We were just discussing Cook and Levin, who did absolute genius work in the early 1970s inventing the theory of NP-completeness. Stephen Cook was an assistant professor in the mathematics department at Berkeley in the late 1960s, and he was denied tenure in 1970, despite having already produced a substantial body of strong work. He exacted his revenge by moving to the University of Toronto, where he remains Professor Emeritus to this day. The very next year, he invented the theory of NP-completeness, work that earned him the Turing Award in 1982. The Turing Award, if you haven't encountered it before, is the Nobel Prize of computer science. Berkeley, needless to say, came to regret that tenure decision.
Richard Karp, whom I mentioned a moment ago, was in the computer science department rather than mathematics, so he was not part of that decision, but he later reflected on it. Karp said, "It is to our everlasting shame that we," meaning he and his colleagues in computer science, "were unable to persuade the math department to give him tenure." The math department's reasoning is almost amusing in hindsight: they considered Cook's work a little too applied. For context, this was an era when computer science was still struggling to be taken seriously as an independent and rigorous discipline. Even Berkeley, which did have a computer science department at the time, was not immune to that institutional skepticism, and many other top universities had no computer science department at all. You may recall from a previous episode the dismissive remark attributed to Harvard professors in the 1970s: "We don't have a department of microscope science or telescope science, so why should we have one of computer science?" That captures the political climate surrounding Cook's difficulties at Berkeley.
Leonid Levin, meanwhile, was doing this foundational work in the Soviet Union. For various political reasons, he struggled to secure a permanent top-level academic position there, and he eventually immigrated to the United States in 1978. He completed a second PhD very quickly at MIT and then joined Boston University, where he remains a professor to this day. He was awarded the Knuth Prize, the lifetime achievement award in theoretical computer science, in 2012. One can reasonably assume he would have shared the Turing Award with Cook had his work been known in the West at the time, but during the Cold War, advances made in the Soviet Union reached North America and Europe only very slowly.

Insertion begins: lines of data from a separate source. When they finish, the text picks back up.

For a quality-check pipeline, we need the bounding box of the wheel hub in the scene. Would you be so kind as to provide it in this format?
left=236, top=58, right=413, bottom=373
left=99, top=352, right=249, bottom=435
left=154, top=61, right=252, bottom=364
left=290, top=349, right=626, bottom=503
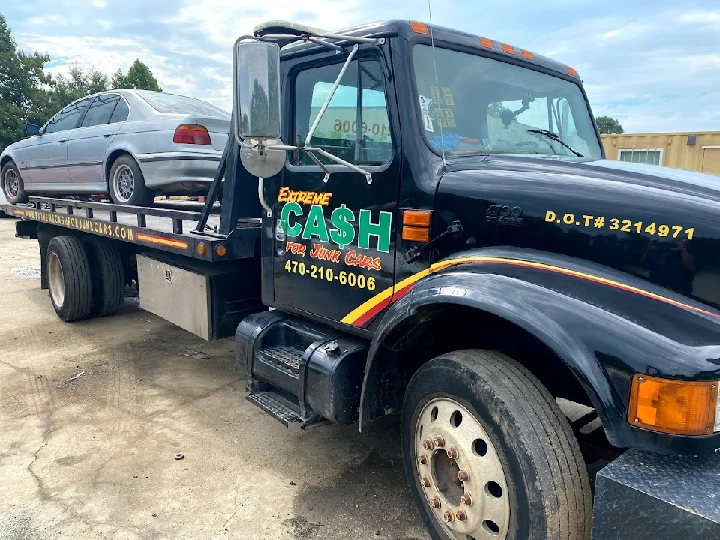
left=415, top=398, right=510, bottom=540
left=115, top=165, right=135, bottom=202
left=5, top=169, right=20, bottom=197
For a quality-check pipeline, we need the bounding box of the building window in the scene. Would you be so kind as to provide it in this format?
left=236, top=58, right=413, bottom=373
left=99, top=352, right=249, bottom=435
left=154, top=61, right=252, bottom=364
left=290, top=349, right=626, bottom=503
left=618, top=148, right=662, bottom=165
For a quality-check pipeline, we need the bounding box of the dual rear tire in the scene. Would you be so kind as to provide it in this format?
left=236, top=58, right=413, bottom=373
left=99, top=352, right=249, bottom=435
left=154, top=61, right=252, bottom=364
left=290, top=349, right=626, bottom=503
left=45, top=236, right=125, bottom=322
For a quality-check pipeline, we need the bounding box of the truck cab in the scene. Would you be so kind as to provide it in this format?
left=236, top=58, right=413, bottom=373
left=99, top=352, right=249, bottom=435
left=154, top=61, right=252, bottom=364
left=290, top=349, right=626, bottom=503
left=225, top=21, right=720, bottom=538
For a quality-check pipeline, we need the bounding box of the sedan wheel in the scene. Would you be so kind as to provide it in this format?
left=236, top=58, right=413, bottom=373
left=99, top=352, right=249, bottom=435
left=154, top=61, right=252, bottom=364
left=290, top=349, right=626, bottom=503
left=5, top=169, right=20, bottom=199
left=113, top=163, right=135, bottom=203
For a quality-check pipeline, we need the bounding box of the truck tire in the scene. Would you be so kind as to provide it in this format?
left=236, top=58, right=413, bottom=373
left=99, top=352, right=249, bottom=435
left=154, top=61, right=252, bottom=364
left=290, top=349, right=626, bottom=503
left=47, top=236, right=92, bottom=322
left=401, top=350, right=592, bottom=540
left=0, top=161, right=28, bottom=204
left=83, top=236, right=125, bottom=317
left=108, top=154, right=155, bottom=206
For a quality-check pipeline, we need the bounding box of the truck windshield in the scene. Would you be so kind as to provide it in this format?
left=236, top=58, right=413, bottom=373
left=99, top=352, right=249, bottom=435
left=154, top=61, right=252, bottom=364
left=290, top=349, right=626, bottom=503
left=413, top=45, right=601, bottom=158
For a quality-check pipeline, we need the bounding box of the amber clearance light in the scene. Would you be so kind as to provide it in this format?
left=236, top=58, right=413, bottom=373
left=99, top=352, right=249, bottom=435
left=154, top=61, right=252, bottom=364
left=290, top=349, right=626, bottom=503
left=628, top=375, right=718, bottom=435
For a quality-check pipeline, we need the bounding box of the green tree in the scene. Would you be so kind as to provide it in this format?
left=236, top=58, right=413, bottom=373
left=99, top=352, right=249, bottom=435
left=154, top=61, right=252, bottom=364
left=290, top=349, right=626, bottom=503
left=112, top=59, right=162, bottom=92
left=48, top=63, right=110, bottom=113
left=0, top=14, right=50, bottom=150
left=595, top=116, right=625, bottom=133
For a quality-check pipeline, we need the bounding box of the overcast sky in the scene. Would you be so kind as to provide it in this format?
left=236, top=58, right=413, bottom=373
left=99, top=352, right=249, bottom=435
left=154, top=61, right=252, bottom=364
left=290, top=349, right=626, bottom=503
left=5, top=0, right=720, bottom=132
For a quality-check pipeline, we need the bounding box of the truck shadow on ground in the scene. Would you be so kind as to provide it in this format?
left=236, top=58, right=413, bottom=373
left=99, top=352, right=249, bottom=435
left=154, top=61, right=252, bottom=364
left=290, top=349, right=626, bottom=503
left=284, top=417, right=428, bottom=540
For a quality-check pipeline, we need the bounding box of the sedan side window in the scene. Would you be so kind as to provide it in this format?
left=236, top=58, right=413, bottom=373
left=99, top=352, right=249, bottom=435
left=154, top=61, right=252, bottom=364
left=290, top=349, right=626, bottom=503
left=43, top=98, right=92, bottom=133
left=110, top=98, right=130, bottom=124
left=80, top=94, right=120, bottom=127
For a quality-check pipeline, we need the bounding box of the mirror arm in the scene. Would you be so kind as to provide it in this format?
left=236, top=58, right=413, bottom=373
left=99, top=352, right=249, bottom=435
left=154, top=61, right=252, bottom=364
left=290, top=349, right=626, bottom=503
left=305, top=45, right=360, bottom=147
left=303, top=147, right=372, bottom=184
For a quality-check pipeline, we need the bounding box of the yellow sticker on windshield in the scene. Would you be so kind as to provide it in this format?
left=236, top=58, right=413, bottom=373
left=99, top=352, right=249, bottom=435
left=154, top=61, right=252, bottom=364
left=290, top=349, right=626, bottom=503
left=430, top=86, right=442, bottom=105
left=445, top=109, right=457, bottom=127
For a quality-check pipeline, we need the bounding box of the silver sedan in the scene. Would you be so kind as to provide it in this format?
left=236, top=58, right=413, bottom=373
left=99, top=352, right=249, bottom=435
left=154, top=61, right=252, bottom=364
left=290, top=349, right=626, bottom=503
left=0, top=90, right=230, bottom=206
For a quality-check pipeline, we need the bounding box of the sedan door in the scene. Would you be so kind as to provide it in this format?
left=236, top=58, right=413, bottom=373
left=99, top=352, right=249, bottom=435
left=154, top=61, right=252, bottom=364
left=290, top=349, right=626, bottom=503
left=67, top=94, right=122, bottom=192
left=24, top=98, right=92, bottom=191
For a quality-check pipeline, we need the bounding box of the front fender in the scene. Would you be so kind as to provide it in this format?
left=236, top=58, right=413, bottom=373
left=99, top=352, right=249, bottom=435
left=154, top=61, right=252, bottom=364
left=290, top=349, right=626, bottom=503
left=361, top=249, right=720, bottom=451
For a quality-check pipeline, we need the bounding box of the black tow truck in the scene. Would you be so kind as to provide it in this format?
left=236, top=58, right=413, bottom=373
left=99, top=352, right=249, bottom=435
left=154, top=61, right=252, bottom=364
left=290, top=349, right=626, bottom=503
left=3, top=21, right=720, bottom=540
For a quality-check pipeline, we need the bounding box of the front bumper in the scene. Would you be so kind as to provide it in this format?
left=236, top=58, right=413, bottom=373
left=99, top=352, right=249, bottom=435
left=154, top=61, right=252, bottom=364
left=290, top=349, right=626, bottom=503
left=592, top=450, right=720, bottom=540
left=137, top=152, right=222, bottom=194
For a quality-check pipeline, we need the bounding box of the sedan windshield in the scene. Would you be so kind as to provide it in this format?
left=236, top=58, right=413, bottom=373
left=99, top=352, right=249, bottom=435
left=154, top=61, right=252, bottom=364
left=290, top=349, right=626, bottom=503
left=413, top=45, right=601, bottom=158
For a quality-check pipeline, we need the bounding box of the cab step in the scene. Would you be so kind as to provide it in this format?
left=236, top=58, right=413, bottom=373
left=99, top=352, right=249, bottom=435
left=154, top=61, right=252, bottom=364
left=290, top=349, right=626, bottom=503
left=235, top=310, right=369, bottom=427
left=245, top=383, right=330, bottom=429
left=245, top=391, right=303, bottom=427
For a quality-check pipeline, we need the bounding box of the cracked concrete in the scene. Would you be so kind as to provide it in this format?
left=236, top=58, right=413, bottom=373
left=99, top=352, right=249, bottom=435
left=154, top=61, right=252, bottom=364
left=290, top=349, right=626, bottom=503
left=0, top=219, right=427, bottom=540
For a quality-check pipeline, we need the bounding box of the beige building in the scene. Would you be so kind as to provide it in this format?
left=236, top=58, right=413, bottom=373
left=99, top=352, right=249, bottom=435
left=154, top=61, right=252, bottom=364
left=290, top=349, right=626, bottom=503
left=602, top=131, right=720, bottom=174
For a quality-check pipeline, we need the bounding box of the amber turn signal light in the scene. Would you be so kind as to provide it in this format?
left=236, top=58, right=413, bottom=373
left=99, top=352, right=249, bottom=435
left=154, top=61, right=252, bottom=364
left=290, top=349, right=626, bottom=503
left=410, top=21, right=430, bottom=35
left=403, top=225, right=430, bottom=242
left=628, top=375, right=718, bottom=435
left=403, top=210, right=432, bottom=227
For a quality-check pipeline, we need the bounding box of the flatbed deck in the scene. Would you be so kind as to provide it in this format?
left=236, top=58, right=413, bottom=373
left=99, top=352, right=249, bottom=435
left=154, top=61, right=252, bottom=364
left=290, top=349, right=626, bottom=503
left=1, top=197, right=261, bottom=261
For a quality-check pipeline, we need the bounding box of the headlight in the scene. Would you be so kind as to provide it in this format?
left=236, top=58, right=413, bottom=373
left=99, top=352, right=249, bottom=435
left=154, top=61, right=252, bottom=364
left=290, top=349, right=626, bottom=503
left=628, top=375, right=720, bottom=435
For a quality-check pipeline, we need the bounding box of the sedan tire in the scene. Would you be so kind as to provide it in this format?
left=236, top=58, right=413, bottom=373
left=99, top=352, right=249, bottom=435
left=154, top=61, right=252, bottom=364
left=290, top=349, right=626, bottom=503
left=2, top=161, right=28, bottom=204
left=108, top=155, right=155, bottom=206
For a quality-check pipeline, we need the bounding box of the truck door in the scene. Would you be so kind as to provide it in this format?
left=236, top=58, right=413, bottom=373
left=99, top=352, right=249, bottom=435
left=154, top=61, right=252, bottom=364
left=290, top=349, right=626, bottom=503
left=266, top=49, right=401, bottom=328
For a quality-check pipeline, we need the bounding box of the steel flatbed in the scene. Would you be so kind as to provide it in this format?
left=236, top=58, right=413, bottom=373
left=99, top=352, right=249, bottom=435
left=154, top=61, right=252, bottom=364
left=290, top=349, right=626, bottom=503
left=0, top=197, right=261, bottom=261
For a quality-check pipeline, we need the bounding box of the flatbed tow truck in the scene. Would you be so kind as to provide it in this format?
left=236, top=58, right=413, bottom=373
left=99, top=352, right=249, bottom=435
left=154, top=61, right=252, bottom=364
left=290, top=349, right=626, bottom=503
left=2, top=21, right=720, bottom=540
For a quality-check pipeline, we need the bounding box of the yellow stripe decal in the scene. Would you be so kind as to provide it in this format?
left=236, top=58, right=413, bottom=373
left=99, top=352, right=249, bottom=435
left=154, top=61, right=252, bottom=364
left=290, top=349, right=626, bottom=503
left=342, top=257, right=720, bottom=326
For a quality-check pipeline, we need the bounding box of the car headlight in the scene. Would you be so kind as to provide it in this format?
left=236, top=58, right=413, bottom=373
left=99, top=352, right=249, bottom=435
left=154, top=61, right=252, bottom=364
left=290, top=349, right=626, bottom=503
left=628, top=375, right=720, bottom=435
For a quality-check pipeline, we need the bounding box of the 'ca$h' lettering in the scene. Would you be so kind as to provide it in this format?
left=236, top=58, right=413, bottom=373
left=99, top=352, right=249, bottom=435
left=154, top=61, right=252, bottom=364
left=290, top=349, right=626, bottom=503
left=280, top=202, right=392, bottom=253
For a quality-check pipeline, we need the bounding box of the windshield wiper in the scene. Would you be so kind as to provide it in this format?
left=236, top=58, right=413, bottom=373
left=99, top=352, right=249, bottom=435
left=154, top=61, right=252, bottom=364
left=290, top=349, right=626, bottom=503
left=525, top=129, right=585, bottom=157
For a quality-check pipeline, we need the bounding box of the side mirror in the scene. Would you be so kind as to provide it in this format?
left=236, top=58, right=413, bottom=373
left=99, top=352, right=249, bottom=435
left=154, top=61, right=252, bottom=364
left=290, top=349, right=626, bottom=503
left=233, top=40, right=280, bottom=143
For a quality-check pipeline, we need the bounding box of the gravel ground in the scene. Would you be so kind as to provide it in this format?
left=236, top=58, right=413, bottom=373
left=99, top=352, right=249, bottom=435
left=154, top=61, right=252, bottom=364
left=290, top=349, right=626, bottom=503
left=0, top=219, right=427, bottom=540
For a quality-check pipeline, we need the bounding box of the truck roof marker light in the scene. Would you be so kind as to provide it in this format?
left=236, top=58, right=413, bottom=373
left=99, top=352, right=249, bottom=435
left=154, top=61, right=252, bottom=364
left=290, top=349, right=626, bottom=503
left=403, top=210, right=432, bottom=227
left=480, top=38, right=495, bottom=49
left=628, top=375, right=719, bottom=435
left=410, top=21, right=430, bottom=36
left=500, top=43, right=515, bottom=55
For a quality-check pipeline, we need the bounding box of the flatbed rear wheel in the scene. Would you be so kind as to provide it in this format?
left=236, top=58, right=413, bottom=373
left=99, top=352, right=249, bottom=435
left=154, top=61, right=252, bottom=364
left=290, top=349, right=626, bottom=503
left=83, top=236, right=125, bottom=317
left=47, top=236, right=92, bottom=322
left=402, top=350, right=591, bottom=540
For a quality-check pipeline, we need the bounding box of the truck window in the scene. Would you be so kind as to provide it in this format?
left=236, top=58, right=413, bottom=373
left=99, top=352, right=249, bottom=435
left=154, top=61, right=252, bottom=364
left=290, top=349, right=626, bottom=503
left=413, top=45, right=601, bottom=158
left=295, top=60, right=393, bottom=165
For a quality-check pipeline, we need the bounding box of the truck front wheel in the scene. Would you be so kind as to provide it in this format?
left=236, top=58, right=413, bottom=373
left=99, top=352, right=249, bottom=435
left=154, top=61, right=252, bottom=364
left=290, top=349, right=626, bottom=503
left=47, top=236, right=92, bottom=322
left=402, top=350, right=592, bottom=540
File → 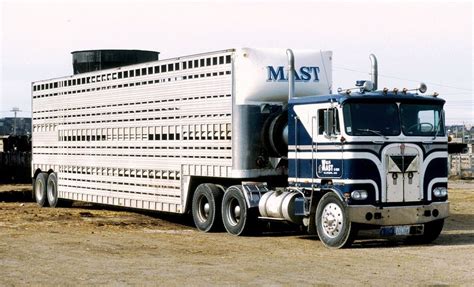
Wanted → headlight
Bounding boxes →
[433,187,448,197]
[351,190,369,200]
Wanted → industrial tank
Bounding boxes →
[71,50,160,75]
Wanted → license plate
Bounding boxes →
[380,225,423,236]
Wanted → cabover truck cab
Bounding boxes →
[288,90,449,247]
[32,48,448,248]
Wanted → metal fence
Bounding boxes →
[449,153,474,179]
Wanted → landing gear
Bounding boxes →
[406,219,444,244]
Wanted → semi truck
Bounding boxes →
[32,48,449,248]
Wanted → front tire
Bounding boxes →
[315,192,357,248]
[192,183,223,232]
[33,172,48,207]
[222,185,257,235]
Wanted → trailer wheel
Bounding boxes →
[222,185,257,235]
[33,172,48,207]
[406,219,444,244]
[315,192,357,248]
[192,183,223,232]
[46,172,58,207]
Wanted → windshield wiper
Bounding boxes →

The point of these stories extends well beyond research. When we look at highly successful people, their achievements can sometimes appear almost effortless or preordained, as though there were never any other way the story could have ended. But in my experience, having gotten to know many great researchers well over the years, they almost invariably had to push through a series of genuinely formidable obstacles, both mathematical and otherwise, to arrive where they are. I'll leave you with that thought. Get excited, because the next episode is a deep dive into the P versus NP question. I'll see you there.